I did this problem according to the random walk model in the figure .

Let's start with $$1$$ Number point . Make $$E(u)$$ Said go $$u$$, And the probability of going on ,$$f(u)$$ Said go $$u$$, And stop at $$u$$ Probability . Being able to go on means that you can't be in $$u$$, Stopping means that the last moment must be $$u$$.

Then you can list the relationship ：

$$F(u)=E(u) * P(u,u) + P(1,1)*(u == 1)$$,
$$E(u)=\sum\limits_{v = 1,v \neq u} ^ {n} E(v) * P(v, u) + P(1,u) * (u \neq 1)$$.

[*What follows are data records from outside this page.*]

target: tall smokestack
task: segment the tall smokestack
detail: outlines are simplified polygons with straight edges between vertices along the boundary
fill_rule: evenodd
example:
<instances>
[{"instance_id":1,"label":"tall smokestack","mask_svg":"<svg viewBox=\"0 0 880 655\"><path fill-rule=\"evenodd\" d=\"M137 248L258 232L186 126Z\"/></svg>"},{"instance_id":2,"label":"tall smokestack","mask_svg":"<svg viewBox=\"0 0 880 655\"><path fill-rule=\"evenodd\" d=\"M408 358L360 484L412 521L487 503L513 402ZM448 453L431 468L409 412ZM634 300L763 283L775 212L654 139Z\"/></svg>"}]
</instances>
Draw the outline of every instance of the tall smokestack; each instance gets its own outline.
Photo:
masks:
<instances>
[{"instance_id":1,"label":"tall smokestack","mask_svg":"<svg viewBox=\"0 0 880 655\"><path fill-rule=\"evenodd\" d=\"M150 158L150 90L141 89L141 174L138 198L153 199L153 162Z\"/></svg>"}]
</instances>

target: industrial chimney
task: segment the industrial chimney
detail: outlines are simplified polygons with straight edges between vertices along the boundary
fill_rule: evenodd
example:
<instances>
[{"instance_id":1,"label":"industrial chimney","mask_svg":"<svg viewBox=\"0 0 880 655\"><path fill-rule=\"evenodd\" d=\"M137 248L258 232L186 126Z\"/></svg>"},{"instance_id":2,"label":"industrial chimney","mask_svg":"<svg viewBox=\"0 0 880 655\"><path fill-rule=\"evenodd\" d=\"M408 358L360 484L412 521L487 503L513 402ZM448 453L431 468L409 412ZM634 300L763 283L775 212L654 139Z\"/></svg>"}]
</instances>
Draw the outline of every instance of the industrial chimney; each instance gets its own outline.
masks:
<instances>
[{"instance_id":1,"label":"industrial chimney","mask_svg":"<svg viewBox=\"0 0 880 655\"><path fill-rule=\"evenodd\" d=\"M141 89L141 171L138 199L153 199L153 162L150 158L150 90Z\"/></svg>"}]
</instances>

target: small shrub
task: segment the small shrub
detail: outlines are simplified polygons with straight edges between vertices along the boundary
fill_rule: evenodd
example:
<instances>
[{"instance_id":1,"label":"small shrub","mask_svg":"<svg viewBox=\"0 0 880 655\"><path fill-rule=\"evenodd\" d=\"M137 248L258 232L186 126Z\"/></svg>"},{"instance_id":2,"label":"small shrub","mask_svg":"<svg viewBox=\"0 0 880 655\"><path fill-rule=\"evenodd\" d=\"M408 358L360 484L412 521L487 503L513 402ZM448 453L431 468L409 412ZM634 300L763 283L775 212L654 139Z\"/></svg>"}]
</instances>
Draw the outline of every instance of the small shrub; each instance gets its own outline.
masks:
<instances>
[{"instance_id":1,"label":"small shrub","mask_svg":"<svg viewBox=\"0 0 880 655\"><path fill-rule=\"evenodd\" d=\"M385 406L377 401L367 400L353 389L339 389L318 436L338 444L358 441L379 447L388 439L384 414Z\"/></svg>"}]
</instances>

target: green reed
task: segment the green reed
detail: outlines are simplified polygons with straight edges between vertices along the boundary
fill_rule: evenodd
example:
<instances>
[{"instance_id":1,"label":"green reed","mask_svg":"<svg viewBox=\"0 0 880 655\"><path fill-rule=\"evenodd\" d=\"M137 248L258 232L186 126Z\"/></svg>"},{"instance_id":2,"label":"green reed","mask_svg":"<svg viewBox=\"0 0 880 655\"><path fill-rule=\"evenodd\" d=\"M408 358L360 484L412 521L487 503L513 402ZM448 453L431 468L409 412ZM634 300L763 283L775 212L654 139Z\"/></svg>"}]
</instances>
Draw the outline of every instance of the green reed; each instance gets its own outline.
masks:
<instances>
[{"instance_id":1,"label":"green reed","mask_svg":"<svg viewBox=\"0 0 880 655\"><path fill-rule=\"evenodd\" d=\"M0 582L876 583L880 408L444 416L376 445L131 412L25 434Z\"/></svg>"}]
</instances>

Notice the following constant term , Because at first $$1$$ Number point , So there is $$P(1,1)$$ The probability of stopping , Yes $$P(1,u)$$ The probability of going to another point .（ Just because of these constant terms, I don't understand , Pushed wrong and gave up ）
$$E(u)$$ The relationship between them can be solved by Gaussian elimination , You can get it by substituting in $$F(u)$$ 了 .

Above is the starting point in $$1$$ The situation of , So for the starting point $$x$$ The situation of , We find that the coefficient matrix is the same , Only the rightmost column of the augmented matrix is different , Therefore, the augmented matrix can be written as $$n+n$$ Column ,$$n$$ Simultaneous solutions of two equations . So time complexity is $$O(n * n * 2n)$$.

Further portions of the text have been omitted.